Consequently, the attack surface has expanded drastically, but testing has not kept up. Current testing methodologies are flawed because they:
- Only check the “front door”: They focus on the initial prompt, ignoring the “seams” (like tools, memory, or external data injections).
- Are stateless: They test single interactions rather than complex, multi-step trajectories.
- Are context-unaware: Teams rely on generic, public benchmarks rather than testing the actual risks specific to their unique deployment.
- Ignore the security vs. utility trade-off: Security tests are often run in isolation. Putting heavy “guardrails” on an agent might make it secure, but it often destroys its ability to successfully complete its intended tasks.
The Solution: A 3-Step Framework (Map, Test, Promote)

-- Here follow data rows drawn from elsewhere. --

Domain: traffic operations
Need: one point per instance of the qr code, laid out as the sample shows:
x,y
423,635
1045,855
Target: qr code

To address these shortcomings, Stanley proposes a structured methodology for securing Agentic AI:
1. MAP (Build a Specific Threat Model)
Instead of using generic internet taxonomies, teams must map the risks specific to their system. This involves defining:
- Outcomes: What should the agent do, and what would be a disastrous outcome?

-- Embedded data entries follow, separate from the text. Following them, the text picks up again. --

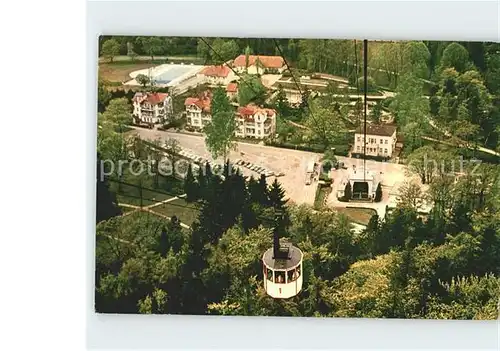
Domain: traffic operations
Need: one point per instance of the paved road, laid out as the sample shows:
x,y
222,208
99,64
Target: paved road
x,y
291,162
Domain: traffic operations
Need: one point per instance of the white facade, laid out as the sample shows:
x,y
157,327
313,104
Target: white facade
x,y
282,283
152,108
376,145
255,123
217,75
196,117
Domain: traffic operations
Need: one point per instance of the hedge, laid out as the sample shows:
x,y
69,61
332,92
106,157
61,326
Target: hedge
x,y
340,150
368,157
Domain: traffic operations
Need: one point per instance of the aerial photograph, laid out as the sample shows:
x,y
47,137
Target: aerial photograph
x,y
297,177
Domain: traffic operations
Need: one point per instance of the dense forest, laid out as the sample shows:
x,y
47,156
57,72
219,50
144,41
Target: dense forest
x,y
441,266
401,266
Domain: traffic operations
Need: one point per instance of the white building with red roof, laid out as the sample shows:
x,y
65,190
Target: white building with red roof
x,y
151,108
380,140
256,122
198,110
217,75
259,64
232,90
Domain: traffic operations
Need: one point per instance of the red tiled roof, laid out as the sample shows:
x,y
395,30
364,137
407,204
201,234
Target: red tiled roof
x,y
232,88
202,102
152,98
248,111
377,129
216,71
267,61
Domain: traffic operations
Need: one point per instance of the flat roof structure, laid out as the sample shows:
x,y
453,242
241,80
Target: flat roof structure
x,y
293,259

- Architecture & Surfaces: What tools, databases, and external connections does the agent touch?
- Invariants: What are the absolute “never-do” rules (e.g., “never issue a refund over $200 without human approval”)?

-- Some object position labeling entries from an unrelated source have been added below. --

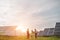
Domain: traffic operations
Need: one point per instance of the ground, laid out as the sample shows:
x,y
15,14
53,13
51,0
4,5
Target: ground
x,y
24,38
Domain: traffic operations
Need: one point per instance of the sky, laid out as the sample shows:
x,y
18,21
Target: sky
x,y
37,14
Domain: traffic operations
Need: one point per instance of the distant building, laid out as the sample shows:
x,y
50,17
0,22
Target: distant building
x,y
40,33
48,32
57,29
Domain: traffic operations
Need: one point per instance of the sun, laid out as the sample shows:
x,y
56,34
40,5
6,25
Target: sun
x,y
21,28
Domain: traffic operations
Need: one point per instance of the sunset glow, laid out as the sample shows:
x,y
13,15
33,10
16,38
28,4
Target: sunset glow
x,y
21,28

2. TEST (Dual-Track Testing)
Testing must be stateful and measure both risk and utility simultaneously. Stanley advocates for a two-pronged approach:
- Context-Aware Benchmarks: To test for known vulnerabilities specific to your system.
- Exploratory Search (Red Teaming): To hunt in the “dark corners” of the system for unknown vulnerabilities.
To facilitate this, ServiceNow open-sourced a testing framework called DoomArena. It allows developers to test their specific agents in their specific environments, measuring both the Attack Success Rate (ASR) and the Task Success Rate (TSR) side-by-side. This ensures that a security patch doesn’t accidentally break the agent’s usefulness.
3. PROMOTE (From Findings to Automated Tests)
When red teaming uncovers a new vulnerability, it must be “promoted” into an automated regression test suite so the system can be continuously tested against it. However, Stanley warns against overfitting—simply copy-pasting the exact malicious prompt into a test suite. Instead, teams should extract the pattern of the attack and build a generator that creates hundreds of variations of that attack. This prevents the defense from becoming “brittle.”
Key Takeaways:
- Test your specific system, not a generic internet benchmark.
- Formalize and automate exploratory red teaming.
- Always measure security (risk) and utility (task success) together.
- Promote discovered vulnerabilities into automated tests carefully to ensure robust, generalized defenses.